Следует ли ему самому забыть их разговор?
После уик-энда он забыл. Но не полностью. Временами он вспоминал о машинке, но в общем забыл.
В понедельник утром он всецело углубился в свою длинную последнюю главу, неотступно следуя за мыслью, сверкнувшей в ночи дневным светом, и теперь, отчаянно стуча по клавишам, пытался пальцами удержать этот свет, – что ни говори, это была восхитительная мысль, только что народившись, она светила ему, словно подсвечник на семь свечей. В эту самую минуту Вилли тяжеловесным ударом пнул дверь. Бум! – бац! – бум! Лессер возопил и бросился к двери. Вилли вошел со своей машинкой и, ни слова не говоря, поставил ее под стол.
– Добро пожаловать, Вилли, я беспокоился.
Он старался пальцами схватить, удержать сияющий луч света, пытаясь угадать, что он высветит в его будущей работе, запоминая все это, пока разговаривал с Вилли.
У негра был вид вполне пришедшего в себя человека, если не считать багрового кровоподтека на лбу. Он засмеялся.
– Зовите меня Билл, друг мой Лессер. Отныне мой псевдоним – мое настоящее имя, так я решил, – Билл Спир.
Значит, все-таки Билл, подумал Лессер, смущенно улыбаясь.
– Я хотел бы кое-что добавить к тому, о чем мы толковали в тот день.
Покрывшись испариной, писатель перебирал в уме извинения – в данную минуту он не может его выслушать, – но не мог заставить себя произнести их вслух.
Он хрустнул костяшками пальцев.
– Я отниму у вас всего минуту. Я хочу сказать вам, Лессер, что я пошел в библиотеку возле дома моей цыпки и нашел там ваши книги. Я взял обе. Вторая дурно попахивает, – он зажал свой нос с широкими ноздрями, когда Лессер – он сам это почувствовал – покраснел, – зато первая, скажу я вам, приятель, пальчики оближешь. После того как я ее прочел, Айрин мне сказала, я разговаривал сам с собой. Истинная правда, Лессер, я просто не ожидал, что она так хороша, во всяком случае, не ожидал от такого фуфлыги, как вы.
Спасибо, Билл.
– Хотя у меня есть некоторые существенные оговорки, в особенности одна.
– Какая именно?
– Сестра-негритянка в той книге, вы не совсем верно разрабатываете ее характер.
Лессер ответил, что она – второстепенный персонаж, о котором ему нечего особенно сказать.
– Она как будто вовсе и не настоящая негритянка, – сказал Вилли, – не та цыпка, хотя мне нравится, как она себя ведет. Она импонирует мне своей естественностью, и я бы охотно порылся пипкой в ее штанишках.
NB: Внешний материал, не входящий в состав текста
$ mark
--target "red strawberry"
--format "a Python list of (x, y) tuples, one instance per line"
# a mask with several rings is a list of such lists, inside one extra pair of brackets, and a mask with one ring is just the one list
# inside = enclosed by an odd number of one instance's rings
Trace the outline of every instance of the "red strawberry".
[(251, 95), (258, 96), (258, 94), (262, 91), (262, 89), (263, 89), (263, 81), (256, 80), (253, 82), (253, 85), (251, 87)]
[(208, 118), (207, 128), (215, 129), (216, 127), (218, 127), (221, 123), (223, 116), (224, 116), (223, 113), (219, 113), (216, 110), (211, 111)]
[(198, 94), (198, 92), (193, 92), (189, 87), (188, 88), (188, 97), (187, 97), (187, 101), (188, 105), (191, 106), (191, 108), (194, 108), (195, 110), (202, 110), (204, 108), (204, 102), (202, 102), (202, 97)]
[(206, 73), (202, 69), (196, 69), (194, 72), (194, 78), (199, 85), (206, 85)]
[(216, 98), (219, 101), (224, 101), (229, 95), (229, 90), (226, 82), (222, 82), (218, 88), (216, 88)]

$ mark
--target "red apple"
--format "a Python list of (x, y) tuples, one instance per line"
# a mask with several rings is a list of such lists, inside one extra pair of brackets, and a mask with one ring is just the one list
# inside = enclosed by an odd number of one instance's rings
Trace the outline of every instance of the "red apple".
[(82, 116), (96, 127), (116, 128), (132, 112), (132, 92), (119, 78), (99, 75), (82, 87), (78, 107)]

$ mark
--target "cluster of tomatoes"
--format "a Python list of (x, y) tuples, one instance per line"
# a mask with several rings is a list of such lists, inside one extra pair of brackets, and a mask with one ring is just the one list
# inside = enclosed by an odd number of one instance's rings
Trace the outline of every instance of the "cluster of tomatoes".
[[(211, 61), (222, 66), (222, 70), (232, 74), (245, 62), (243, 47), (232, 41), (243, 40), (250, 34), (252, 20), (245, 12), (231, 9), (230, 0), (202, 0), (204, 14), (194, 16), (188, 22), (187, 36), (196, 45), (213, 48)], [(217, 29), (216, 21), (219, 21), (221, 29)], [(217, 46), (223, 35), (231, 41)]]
А стала бы она настоящей негритянкой, если бы узнала, как он на нее реагирует?
– Она не похожа ни на одну из моих знакомых, меньше всего на чернокожую. В некоторых случаях она делает такие вещи, как если бы была белая под черной краской, которой вы ее обмазали.
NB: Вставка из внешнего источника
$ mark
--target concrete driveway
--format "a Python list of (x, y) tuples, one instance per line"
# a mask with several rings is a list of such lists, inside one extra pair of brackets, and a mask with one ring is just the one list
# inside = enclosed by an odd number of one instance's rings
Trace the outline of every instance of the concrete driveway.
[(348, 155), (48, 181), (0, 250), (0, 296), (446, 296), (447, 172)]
Белая в чернокожей – именно это возбудило его? Ладно, неважно, книга понравилась Вилли.
Лессер оглянулся, как будто спохватившись, что оставил что-то на огне и это что-то могло убежать, испариться. Он вернулся к своему письменному столу и просмотрел страницы, которые написал этим утром: ни единого яркого слова.
Вилли проследил за ним взглядом, но продолжал говорить, быстро-быстро. Его лоб прорезала глубокая морщина. Он вздохнул, ударил в ладоши, посмотрел на вид, открывающийся из окна, затем повернулся к Лессеру.
– Ко всему прочему я готов допустить, что ваша книга заставила меня думать. О чем я думаю после прочтения вашей книги – обеих ваших книг, – так это о том, что теперь я несколько по-иному понимаю некоторые из идей, которые вы проповедуете о форме и прочей чертовщине, и каким образом она придает соразмерность произведению. Я понимаю также, что я мог бы сделать лучше в своей книге и почему возникает ощущение зыбкости, расплывчатости, приблизительности, хотя я, казалось, накрепко все прибил. Я хочу сказать, Лессер, я пересматриваю некоторые свои мысли о писательстве, хотя и не полностью, не поймите меня превратно. Похоже, я продумываю вещи глубже, чем делал это доныне, – во всяком случае, некоторые.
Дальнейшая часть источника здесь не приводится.